Work your way around the living space clockwise, putting a small handful of salt in each corner as you go. Once you've made a full circuit, take a broom, sprinkle the business-end with bay rum (or Florida water if that's easier to find), and sweep the corners from ceiling to floor, all the way down to the salt (don't scatter it though!) Once you've finished that, you can use Chinese or VanVan floorwash if you want, but that's mostly a trick I've seen used in houses where the inhabitants work from their homes. As far as I know that's a business-drawing aspect to this technique that can be left out if you lack the tools or need for it. Once you've run thru the corners twice or more, sweep up the salt from each corner, getting every piece. (I use very coarse sea salt, it's easier to pick up.) Take this outside and let it scatter, or alternately you can bury it, dump it in a river, or throw it out. However you want, just disperse it, and the energy that it's picked up with it.
Good luck! Dorms just about killed me, I never lived in another one after my freshman year.
Thanks for the info.
Dorm living is rather difficult. I lived in a single room dorm for my first two years, and the energy from my old roommate was terrible. It just seemed to really bring about a lot of heaviness and what not. I purchased a sage bundle and decided to really sage the heck out of that place and bless the room. Things felt so much better, things got better. However, we allowed a friend to sleep in a few nights because of her crazy roommate, and her energy came in and along with her energy came that heaviness again, simply because of a lot of problems she has going on. This year, we have a smoke detector in our room so it makes it difficult to sage anything, or burn anything period, simply because we're not supposed to, which really sucks. This year, we have a lot of immature people (mostly men) which are also making things rather difficult and heavy. It's kind of annoying really, that I can't do much about it.
BlackLili
October 12th, 2007, 03:32 PM
Thanks for the info.
Dorm living is rather difficult. I lived in a single room dorm for my first two years, and the energy from my old roommate was terrible. It just seemed to really bring about a lot of heaviness and what not. I purchased a sage bundle and decided to really sage the heck out of that place and bless the room. Things felt so much better, things got better. However, we allowed a friend to sleep in a few nights because of her crazy roommate, and her energy came in and along with her energy came that heaviness again, simply because of a lot of problems she has going on. This year, we have a smoke detector in our room so it makes it difficult to sage anything, or burn anything period, simply because we're not supposed to, which really sucks.

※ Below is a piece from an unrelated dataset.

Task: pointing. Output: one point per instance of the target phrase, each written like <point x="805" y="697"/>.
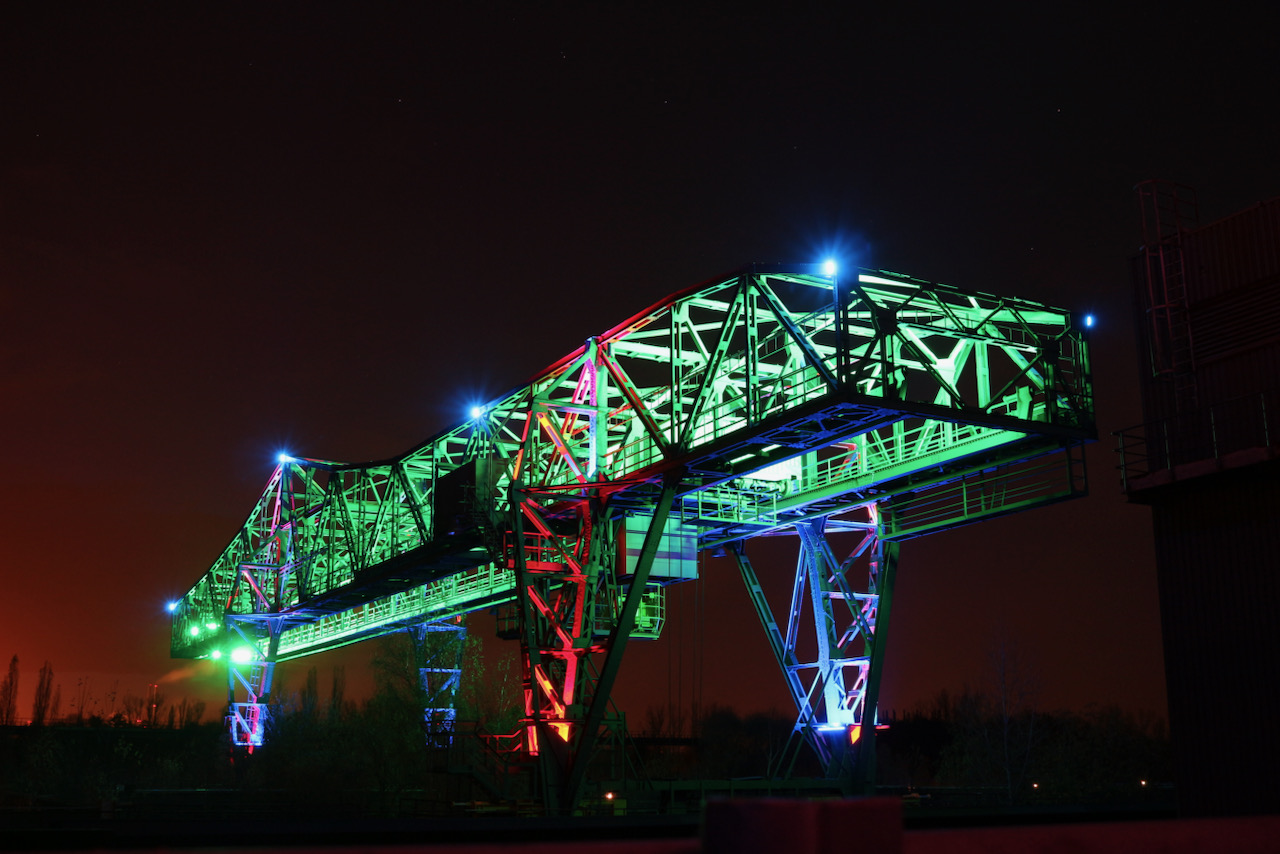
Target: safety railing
<point x="1210" y="433"/>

This year, we have a lot of immature people (mostly men) which are also making things rather difficult and heavy. It's kind of annoying really, that I can't do much about it.
I have developed the opinion, after years of living with other people close to my age, both older and younger by a few years sometimes, that humans don't live well in packs anymore. Or maybe I just don't, I dunno.
Dorms, with the stress of being away from home, roommates, and people you don't know (or necessarily like) being on all 4 sides of you, can be particularly suffocating. I lived in a single dorm room in the quietest hall of the freshman dorm, and still couldn't handle it. It sounds like you've adapted much better than I did though, but luck all the same!